1. The 1/05 _Harper's_, pp. 75-81, had an absolutely astonishing and fascinating article by Frederick Kaufman titled "The Secret Ingredient: Keeping the world kosher." On page 80:

"In order for the packaged yogurt or marinade or baby food to be certified kosher, all its ingredients must be certified kosher; likewise, in order for the ingredients to be certified kosher, the enzymes that have mediated the creation of said ingredients must also be certified kosher. ... In order for an enzyme to be certified kosher, the feed media for that enzyme must be 'kosherish.' And what about the feed media for the feed media? It is a food chain of microscopic yet divine reticulation, leading back to the mother-of-all proteins, keeping kosherish in an aerated flask." Difficult decisions about a given organism are made by "specialists in the ethereal" called _Mashgichim_. (Singular: _Mashgiach_.)

This all came as a surprise to me. I suppose it should have been obvious, and once pointed out it _is_ obvious, but it had never crossed my mind that the definition of "kosher" went all the way back to the beginning of every food product.

2. The 2/7/05 issue of _Time_ did an excellent job with an overview of "The 25 Most Influential Evangelicals in America?" and what George Bush owes them (and owes evangelicals generally). Recommended. From "What Does Bush Owe the Religious Right?", on page 29:

"His campaign barely had time to sweep up the confetti last Nov. 3 before the victorious President got a congratulatory bouquet of praise, threats, warnings and demands. 'In your re-election, God has graciously granted America -- though she doesn't deserve it -- a reprieve from the agenda of paganism,' wrote Bob Jones III... 'Don't equivocate. Put your agenda on the front burner and let it boil. You owe the liberals nothing.' " The Bob Jones warble was balanced by a message from Chuck Colson: "Sad to say, the church has managed to shoot itself in the foot almost every time it has achieved power in society. So what we need right now is a bracing dose of humility."

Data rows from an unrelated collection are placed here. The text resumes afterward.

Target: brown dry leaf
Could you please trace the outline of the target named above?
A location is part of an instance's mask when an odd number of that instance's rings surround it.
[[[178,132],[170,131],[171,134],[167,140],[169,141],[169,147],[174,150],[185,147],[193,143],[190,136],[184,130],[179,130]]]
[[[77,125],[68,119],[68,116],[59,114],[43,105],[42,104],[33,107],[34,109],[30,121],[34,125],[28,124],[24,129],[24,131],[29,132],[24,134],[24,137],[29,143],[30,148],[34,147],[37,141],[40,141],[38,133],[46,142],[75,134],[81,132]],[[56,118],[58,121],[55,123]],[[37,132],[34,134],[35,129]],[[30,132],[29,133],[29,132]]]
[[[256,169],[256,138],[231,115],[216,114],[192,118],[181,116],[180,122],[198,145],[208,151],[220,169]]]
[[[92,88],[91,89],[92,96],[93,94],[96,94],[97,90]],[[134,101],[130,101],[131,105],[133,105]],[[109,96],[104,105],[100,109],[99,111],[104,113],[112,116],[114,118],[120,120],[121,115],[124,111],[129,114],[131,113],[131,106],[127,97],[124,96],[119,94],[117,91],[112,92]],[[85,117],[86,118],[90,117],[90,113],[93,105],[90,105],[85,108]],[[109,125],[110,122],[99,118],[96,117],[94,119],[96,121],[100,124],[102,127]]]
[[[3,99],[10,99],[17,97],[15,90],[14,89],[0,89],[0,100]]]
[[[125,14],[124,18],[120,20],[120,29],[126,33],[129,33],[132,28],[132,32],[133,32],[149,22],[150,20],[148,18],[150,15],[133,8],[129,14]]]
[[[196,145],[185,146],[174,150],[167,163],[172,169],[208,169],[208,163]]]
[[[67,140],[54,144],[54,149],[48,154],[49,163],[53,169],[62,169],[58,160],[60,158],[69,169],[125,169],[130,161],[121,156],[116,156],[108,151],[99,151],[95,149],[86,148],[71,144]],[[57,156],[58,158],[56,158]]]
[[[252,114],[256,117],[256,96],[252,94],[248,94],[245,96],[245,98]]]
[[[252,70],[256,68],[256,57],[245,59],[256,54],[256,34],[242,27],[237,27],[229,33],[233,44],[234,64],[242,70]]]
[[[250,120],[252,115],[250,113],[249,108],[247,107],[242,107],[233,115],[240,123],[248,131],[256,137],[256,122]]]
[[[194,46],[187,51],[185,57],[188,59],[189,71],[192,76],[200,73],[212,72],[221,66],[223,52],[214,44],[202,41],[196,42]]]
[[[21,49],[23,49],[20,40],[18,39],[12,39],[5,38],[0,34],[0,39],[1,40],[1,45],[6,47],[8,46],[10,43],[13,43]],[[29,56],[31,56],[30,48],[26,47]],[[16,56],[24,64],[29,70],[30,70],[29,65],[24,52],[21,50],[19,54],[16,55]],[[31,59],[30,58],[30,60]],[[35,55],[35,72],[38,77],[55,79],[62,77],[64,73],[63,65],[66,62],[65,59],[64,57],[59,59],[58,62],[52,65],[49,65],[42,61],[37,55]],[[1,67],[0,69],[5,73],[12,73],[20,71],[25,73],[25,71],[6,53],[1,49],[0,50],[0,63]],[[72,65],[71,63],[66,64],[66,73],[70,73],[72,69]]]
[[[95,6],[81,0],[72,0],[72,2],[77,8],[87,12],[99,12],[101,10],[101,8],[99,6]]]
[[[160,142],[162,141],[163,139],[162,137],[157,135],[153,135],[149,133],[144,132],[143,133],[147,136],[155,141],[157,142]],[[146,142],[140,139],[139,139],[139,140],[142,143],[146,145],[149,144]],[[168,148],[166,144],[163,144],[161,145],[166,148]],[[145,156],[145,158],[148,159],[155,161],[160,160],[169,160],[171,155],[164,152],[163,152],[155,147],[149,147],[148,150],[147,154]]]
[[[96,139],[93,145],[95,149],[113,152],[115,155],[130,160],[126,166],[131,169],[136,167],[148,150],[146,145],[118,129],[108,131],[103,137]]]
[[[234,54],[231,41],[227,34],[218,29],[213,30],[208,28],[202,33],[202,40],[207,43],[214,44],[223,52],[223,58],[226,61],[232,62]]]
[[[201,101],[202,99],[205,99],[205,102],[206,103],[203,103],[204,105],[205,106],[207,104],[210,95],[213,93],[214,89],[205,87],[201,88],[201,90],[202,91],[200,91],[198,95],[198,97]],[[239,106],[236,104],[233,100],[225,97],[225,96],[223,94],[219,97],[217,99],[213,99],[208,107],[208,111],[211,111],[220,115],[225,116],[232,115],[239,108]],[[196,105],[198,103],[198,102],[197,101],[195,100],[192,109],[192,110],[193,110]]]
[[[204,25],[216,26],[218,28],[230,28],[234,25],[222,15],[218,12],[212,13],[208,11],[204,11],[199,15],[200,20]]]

[From _Religion BookLine_ for 2/9/05: "CBA, the association of Christian retailers, met Feb.1-Feb. 3, returning to Nashville after three years in Indianapolis. As George W. Bush enters his second term, this is evangelicalism's moment, and the mood at the show was relentlessly cheerful." ... I believe this is the first time I've ever encountered the phrase "relentlessly cheerful."]

3. In the same issue of _Time_ there was a line that I found odd. Talking of John Stott (on page 45), the writer said that Stott "practices a pious austerity that, were he Catholic, might be called saintly. He plunges the rich royalties from his more than 40 unassumingly brilliant books into a fund to educate pastors in the developing word. [sic] He lives in a two-room flat..."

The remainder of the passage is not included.